See hope: Local artists use their craft to inspire cancer patients at Lime Spring Outpatient Center
When Linda Billet quit her job as a mail carrier 15 years ago to pursue her dream of being a glass artisan, her mother was her biggest cheerleader.
“She loved everything I made, and she understood how I loved to use my art to make people happy,” said Billet, a Hummelstown resident whose glass mosaics will grace the walls of Penn State Health Lime Spring Outpatient Center ― Hematology/Oncology in East Hempfield Township, Lancaster County.
In just four months from diagnosis to passing, Billet lost her mother to pancreatic cancer, which means she knows the feel of the spaces where her art will hang – where hope and fear dance an unwieldy duet and the stomach drops when test results return bad news.

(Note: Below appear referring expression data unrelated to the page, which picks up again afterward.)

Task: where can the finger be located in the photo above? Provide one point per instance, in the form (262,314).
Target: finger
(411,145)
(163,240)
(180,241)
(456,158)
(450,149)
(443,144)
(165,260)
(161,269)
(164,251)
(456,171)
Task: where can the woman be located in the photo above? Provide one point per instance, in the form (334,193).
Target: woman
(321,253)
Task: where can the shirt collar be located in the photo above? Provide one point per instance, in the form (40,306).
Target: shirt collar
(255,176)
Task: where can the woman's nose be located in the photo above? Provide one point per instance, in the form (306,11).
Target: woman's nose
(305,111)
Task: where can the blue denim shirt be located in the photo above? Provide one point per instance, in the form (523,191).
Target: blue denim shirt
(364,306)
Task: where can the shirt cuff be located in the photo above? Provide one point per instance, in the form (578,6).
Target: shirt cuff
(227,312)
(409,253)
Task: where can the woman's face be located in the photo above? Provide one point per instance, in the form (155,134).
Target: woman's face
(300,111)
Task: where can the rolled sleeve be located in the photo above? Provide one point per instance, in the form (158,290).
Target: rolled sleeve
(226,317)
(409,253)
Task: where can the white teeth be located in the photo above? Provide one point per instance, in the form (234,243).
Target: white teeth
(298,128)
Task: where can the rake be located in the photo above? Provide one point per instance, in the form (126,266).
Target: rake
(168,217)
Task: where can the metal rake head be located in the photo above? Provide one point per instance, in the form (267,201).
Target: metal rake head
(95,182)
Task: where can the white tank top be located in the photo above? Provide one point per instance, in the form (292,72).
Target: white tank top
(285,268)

“My pieces are about hope and ongoing life,” said Billet as she points out the “grandmother” tree in the middle of one of her mosaics and the “nurse log” – a fallen tree near it. “Did you know that a ‘nurse log’ is a real thing? It’s called that because it supports new life by giving habitat to the seedlings.”
The effort to involve local artists in decorating the wall spaces at Lime Spring Outpatient Center is intentional. Center Stage Arts in Health offers a variety of art and music programs throughout Penn State Health, based on the belief that thoughtfully chosen artistic engagement is an integral part of health and well-being, said Keeley Engle, coordinator of Center Stage – Penn State Cancer Institute Arts in Health.
After a selection process that included theme, interviews and surveying of stakeholders, Center Stage commissioned Billet’s two glass mosaics for the infusion therapy room at Penn State Health Lime Spring Outpatient Center ― Hematology/Oncology. The artwork was made possible through a generous gift from longtime Penn State Health and College of Medicine supporters, Roger and Grace Moyer of Lititz, Pa.
Six large prints of Lancaster Country landmarks by regional artists Margaret Thorn, Julia Swartz, John Schmidt, Paris Wyatt Llanso, Paul Faust and John W. Walker also were installed in the hallways.
“We find it important to involve both staff and patients in this process, as it allows them to connect with and inform a unified selection of art for the space that they share,” Engle said. “A wish to convey messages of hope, care and peace through this art installation was the overarching goal.”
Center Stage also strives for a diverse representation of artists, imagery, styles and mediums to choose from so that the selected art feels inclusive of everyone who may view it, she said.
Before Billet started creating, she met with cancer patients to ask them what kind of art would make them feel better. They mentioned animals, water and nature.
The process she uses to create can be arduous – with cutting sheets of glass, fusing pieces and arranging in just the right order and pattern – but Billet loves every moment of it
“I try to put things in my work that entertain your eyes, so that you are looking at it for more than a second. I hope to give patients something to think about that’s happy and positive,” she said. “It makes me so excited to see the piece begin to develop, and it’s very therapeutic to work out my emotions as I create.”
Piles of colored, cut glass are her painter’s palette. Into every project, Billet puts something orange – in the Lime Spring mosaics, it’s the fungus on a log and a lone monarch butterfly – because that was her mother’s favorite color.
“I know my art can’t save anyone’s life,” she said. “But I do hope it nourishes their soul.”